In a country where the rich compete in outspending each other, how come there is so little “organized” philanthropy and philanthropists of the likes and scale of Bill Gates and Warren Buffet?  How come we don’t compete in outdoing each other in espousing and spending on causes which would benefit thousands if not millions? Literacy-wise… health-wise… environment-wise..?.  Have we lost our sense of fellowship with those less fortunate than ourselves? 

The slightest (most often misplaced and misguided) perception of injustice towards our deities, for example, agitates us to the point of violence (we will even kill to defend and avenge our gods ).Yet  we hardly blink  at the injustice and discrimination suffered by  human beings –  who are divinity’s  creations? Glaring inequalities - social, educational, legal …. malnutrition, child labour, starvation deaths, female infanticide  – none of these move us even an inch towards action. Ever wonder what our deities think about our dogmatic sense of right and wrong?

India’s streets should be paved with gold, going by the reported abundant black money in circulation and rampant spending.

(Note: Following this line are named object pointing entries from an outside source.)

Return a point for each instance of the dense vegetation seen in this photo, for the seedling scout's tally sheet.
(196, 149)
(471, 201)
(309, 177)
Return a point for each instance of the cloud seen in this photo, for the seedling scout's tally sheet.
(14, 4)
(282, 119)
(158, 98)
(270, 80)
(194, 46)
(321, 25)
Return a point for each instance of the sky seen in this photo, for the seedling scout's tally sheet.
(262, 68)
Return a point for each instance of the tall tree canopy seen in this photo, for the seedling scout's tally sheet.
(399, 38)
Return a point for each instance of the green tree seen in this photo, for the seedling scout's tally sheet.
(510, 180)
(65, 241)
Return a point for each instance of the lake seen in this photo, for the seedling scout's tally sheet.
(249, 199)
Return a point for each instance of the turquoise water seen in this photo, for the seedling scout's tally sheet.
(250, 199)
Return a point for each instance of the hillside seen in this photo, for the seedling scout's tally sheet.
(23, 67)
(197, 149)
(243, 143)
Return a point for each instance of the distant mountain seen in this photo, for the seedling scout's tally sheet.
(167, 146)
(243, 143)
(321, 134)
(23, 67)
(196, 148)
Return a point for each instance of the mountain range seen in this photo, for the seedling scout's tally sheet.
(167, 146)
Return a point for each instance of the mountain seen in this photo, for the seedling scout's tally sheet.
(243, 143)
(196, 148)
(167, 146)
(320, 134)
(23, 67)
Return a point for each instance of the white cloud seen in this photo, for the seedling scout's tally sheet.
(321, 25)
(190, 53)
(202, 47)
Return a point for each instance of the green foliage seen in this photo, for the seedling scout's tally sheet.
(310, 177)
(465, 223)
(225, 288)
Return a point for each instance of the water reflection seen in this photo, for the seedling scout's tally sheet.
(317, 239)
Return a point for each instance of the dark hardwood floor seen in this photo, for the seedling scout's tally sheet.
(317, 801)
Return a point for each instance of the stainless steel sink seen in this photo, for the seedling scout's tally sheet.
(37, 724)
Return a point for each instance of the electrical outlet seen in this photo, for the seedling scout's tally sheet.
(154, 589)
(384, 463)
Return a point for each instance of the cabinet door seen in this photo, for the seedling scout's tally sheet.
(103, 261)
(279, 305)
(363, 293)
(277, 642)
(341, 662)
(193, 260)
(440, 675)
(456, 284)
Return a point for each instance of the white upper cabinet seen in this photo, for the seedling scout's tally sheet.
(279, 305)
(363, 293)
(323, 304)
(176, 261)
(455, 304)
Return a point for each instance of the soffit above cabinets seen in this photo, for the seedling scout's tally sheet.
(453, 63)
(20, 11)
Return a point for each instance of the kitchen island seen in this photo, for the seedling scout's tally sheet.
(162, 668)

Yet so many of India’s people live below the poverty line in dismal conditions, without basic drinking water, sanitation and hygiene facilities – forget about shelter. Do we ever experience a twinge of guilt when confronted with  abject poverty that stares us  in the face?  Do we, so caught up in aspirational consumerism, ever reflect that the bills we run up on stuff that we don’t need at all,  could perhaps support a BPL family for a month …or more? 

Have the educated, the moneyed, the elite and the middle class, like the frog on a slow boil, become immune and insensitive to ground realities? Do we realise that our survival, in the grand scheme of things, is ultimately intertwined with each other and indeed every living being and natural resource?  Are we, known for our shrewd practicality, intelligence and innovation, moving uncomprehendingly towards lemming-like mass destruction because we refuse to see and think beyond ourselves,  beyond today?

The answers are not blowing in the wind. They lie with each of us. As do the choices.